The Kurdistan Regional Government (KRG) ministry of labour and social affairs, in coordination with the KRG council of ministers, has prepared the bill and plan to send it to the Kurdistan parliament to formalise it as a law.
What is at stake in the draft is that it does not include hundreds of Kurdish activists and journalists who have been sentenced under the Kurdistan region's code of national security, law number 21 for the year 2003.
"Crimes that were committed against the internal and external security of the Kurdistan region or Iraq are not included within the scope of the general amnesty," stipulates Item 2 of Article 6 of the bill.
Tens of Kurdish journalists and activists, most of whom have been sentenced for "endangering national security" on what many view are politically-motivated charges are currently being kept behind bars at the Adult Reform Prison in Erbil administered by the KRG ministry of labour and social affairs.
Journalists Sherwan Amin Sherwani and Guhdar Zebari, and activists Shvan Saeed, Ayaz Karam, and Hariwan Issa, who all have been sentenced to six years imprisonment in February 2021, are notable figures excluded from the amnesty.
Bashdar Hassan, a lawyer defending tens of imprisoned Kurdish journalists and political prisoners, said in a statement that as per the above-mentioned article, political prisoners will not benefit from the general amnesty, and called on the presidency of the Kurdistan parliament to drop the article.
"I think the journalists from Badinan area [of Duhok] were sentenced unfairly, and they should be included in the general pardoning bill," Zikri Zebari, a Kurdish lawmaker from the ruling Patriotic Union of Kurdistan (PUK) and member in the Kurdistan parliament’s human rights committee, told TNA during a phone interview.
"Currently, the parliament is on its winter vacation, thus the bill might be discussed in March. We will continue with our efforts so that the general pardon will include most people. There are nearly 6,000 inmates in the Kurdistan region jails, it is not acceptable for all our prisons to be full of people," he added.
A spokesperson for the KRG ministry of labour and social affairs was not available to comment when contacted by TNA.
"Torturing of prisoners is not allowed at any reform prison related to my ministry.
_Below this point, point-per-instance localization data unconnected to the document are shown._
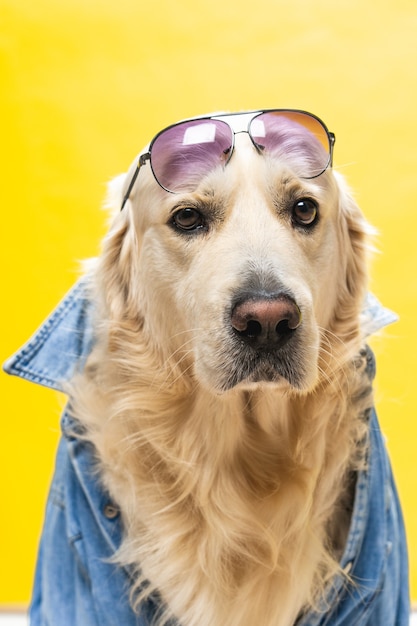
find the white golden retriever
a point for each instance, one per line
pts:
(223, 396)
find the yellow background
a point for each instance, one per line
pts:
(84, 84)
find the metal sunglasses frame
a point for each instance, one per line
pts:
(250, 116)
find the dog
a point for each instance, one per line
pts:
(226, 395)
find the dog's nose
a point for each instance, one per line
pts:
(266, 321)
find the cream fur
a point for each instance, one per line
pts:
(231, 498)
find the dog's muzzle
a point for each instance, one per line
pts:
(265, 323)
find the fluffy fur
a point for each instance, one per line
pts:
(233, 476)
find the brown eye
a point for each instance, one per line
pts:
(305, 212)
(188, 219)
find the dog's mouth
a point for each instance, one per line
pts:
(267, 338)
(284, 364)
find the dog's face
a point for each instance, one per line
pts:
(243, 280)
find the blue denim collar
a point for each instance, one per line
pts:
(375, 554)
(61, 345)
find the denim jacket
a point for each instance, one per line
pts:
(76, 584)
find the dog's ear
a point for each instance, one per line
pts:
(354, 234)
(119, 265)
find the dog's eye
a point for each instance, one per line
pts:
(305, 212)
(188, 219)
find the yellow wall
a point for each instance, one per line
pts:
(84, 84)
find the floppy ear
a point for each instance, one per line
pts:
(354, 234)
(118, 269)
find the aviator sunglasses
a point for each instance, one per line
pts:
(183, 154)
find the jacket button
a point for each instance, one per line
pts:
(111, 511)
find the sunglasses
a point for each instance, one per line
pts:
(183, 154)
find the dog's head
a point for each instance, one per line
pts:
(254, 277)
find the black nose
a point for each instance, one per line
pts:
(266, 322)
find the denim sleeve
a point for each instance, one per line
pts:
(75, 584)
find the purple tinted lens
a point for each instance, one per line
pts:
(298, 138)
(182, 155)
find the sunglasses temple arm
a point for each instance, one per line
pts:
(332, 142)
(142, 159)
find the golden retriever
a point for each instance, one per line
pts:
(223, 396)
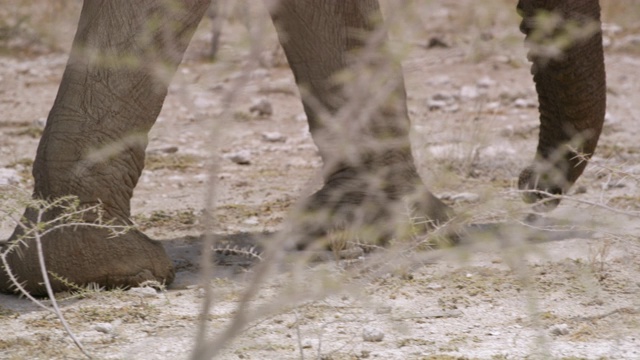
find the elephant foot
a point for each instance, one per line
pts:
(540, 186)
(87, 255)
(355, 206)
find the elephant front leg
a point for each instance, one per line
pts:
(354, 98)
(565, 43)
(123, 56)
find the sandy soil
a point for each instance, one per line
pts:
(570, 294)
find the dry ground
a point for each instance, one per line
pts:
(571, 295)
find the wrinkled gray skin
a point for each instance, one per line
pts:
(103, 101)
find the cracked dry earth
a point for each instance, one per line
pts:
(568, 292)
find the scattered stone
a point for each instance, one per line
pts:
(383, 310)
(259, 73)
(469, 92)
(372, 335)
(523, 103)
(465, 197)
(437, 42)
(165, 150)
(9, 176)
(442, 101)
(273, 137)
(262, 107)
(242, 157)
(105, 328)
(251, 221)
(143, 292)
(40, 122)
(439, 80)
(560, 329)
(434, 286)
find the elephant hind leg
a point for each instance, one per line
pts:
(112, 90)
(88, 256)
(568, 70)
(354, 97)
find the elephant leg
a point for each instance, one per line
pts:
(568, 70)
(354, 98)
(123, 56)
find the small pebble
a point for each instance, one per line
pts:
(469, 92)
(273, 137)
(560, 329)
(9, 176)
(143, 292)
(103, 328)
(372, 335)
(242, 157)
(262, 107)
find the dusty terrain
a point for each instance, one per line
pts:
(571, 295)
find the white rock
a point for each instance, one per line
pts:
(251, 221)
(103, 328)
(439, 80)
(436, 104)
(523, 103)
(262, 106)
(242, 157)
(273, 137)
(143, 292)
(39, 122)
(372, 335)
(485, 82)
(465, 197)
(9, 176)
(469, 92)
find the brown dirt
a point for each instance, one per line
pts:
(483, 301)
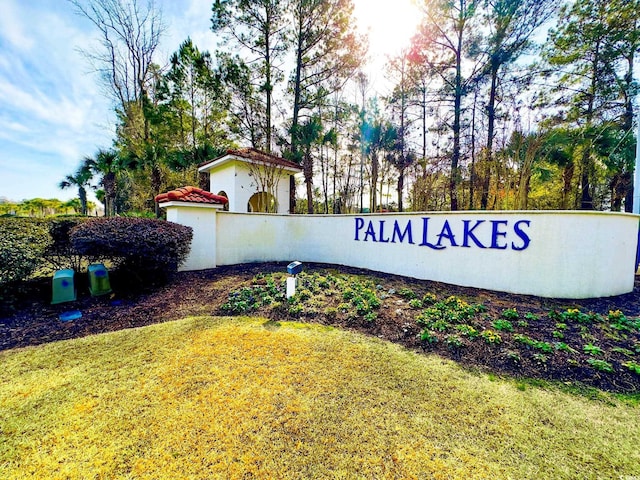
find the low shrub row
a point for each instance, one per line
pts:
(148, 250)
(600, 349)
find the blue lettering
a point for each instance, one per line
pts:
(400, 235)
(359, 225)
(468, 234)
(523, 236)
(448, 234)
(425, 233)
(371, 232)
(382, 239)
(495, 234)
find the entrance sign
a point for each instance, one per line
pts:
(496, 234)
(572, 254)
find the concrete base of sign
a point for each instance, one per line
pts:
(572, 254)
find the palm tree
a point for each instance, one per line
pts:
(106, 163)
(79, 180)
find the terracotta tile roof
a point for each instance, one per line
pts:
(257, 156)
(191, 195)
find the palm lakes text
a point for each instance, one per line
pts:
(496, 234)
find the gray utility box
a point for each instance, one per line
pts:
(63, 286)
(98, 279)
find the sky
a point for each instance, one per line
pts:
(53, 109)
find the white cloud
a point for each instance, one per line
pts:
(13, 29)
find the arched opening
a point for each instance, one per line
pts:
(222, 193)
(262, 202)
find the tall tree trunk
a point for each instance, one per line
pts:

Initially, there were some cases of beating prisoners [at the KRG-run prisons], all those who tortured the prisoners were severely punished," Kwestan Mohamad, the KRG minister of labour and social affairs from the Kurdish Change Movement (Gorran) said during an interview with The New Arab last September.
A well-informed Kurdish source, speaking on condition of secrecy, said to TNA that the reason behind the pardon bill is that (KRG) is under pressure from international human rights organisations since its prisons run by the ministry of labour and social affairs are "too crowded and below the international standard".
The bill also does not pardon prisoners convicted under the Kurdistan region's anti-terror law and those convicted on charges of killing women under the pretext of honour.
According to the bill, special pardons will be given to various types of convicted prisoners at the reform prison houses run by the ministry. Those sentenced to execution will have their punishment changed to 15 years behind bars if reconciliations are reached with the complainers, otherwise, they would be imprisoned for 20 years.
In both scenarios, the period that the prisoners have already spent in jail will be taken into consideration in reducing their sentences.
"The KRG used national security reasons to justify systematically targeting critics, journalists, human rights defenders and other civil society activists through prosecutions. KRG security forces arbitrarily arrested tens of people for social media posts, news articles or reporting on demonstrations," Amnesty International said in its 2021-2022 annual report.
"The trial was marred by serious violations of fair trial standards, including convictions based on statements or 'confessions' extracted under duress, failure to provide in a timely manner the case documents to defence lawyers, and failure to order investigations into the defendants' claims of torture," Amnesty International's report added.